Search code examples
pythonregexstring-parsing

Python regex doesn't find certain pattern


I am trying to parse latex code from html code which looks like this:

string = " your answer is wrong! Solution: based on \((\vec{n_E},\vec{g})= 0 \) and \(d(g,E)=0\) beeing ... "

I want to replace all latex code with the output of a function that takes the latex code as an argument (Since there is a problem with finding the correct pattern, the function extract returns an empty string for the moment).

I tried:

latex_end = "\)"
latex_start = "\("    
string = re.sub(r'{}.*?{}'.format(latex_start, latex_end), extract, string)

Result:

your answer is wrong! Solution: based on \= 0 \) and \=0\) beeing ...

Expected:

your answer is wrong! Solution: based on and beeing ...

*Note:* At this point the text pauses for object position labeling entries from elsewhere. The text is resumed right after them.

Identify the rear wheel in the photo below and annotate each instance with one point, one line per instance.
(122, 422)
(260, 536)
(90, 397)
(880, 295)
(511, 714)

Any idea why it does not find the pattern? Is there a way to implement it?


Solution

  • You should use a raw string for your definition of string since \v is being interpreted as a special character.

    import re
    
    string = r" your answer is wrong! Solution: based on \((\vec{n_E},\vec{g})= 0 \) and \(d(g,E)=0\) beeing ... "
    
    
    string = re.sub(r'\\\(.*?\\\)', '', string))
    print(string)
    

    Prints:

     your answer is wrong! Solution: based on  and  beeing ...
    

    If you need to have variables for the start and end:

    latex_end = r"\\\)"
    latex_start = r"\\\("    
    string = re.sub(r'{}.*?{}'.format(latex_start, latex_end), '', string)
    print(string)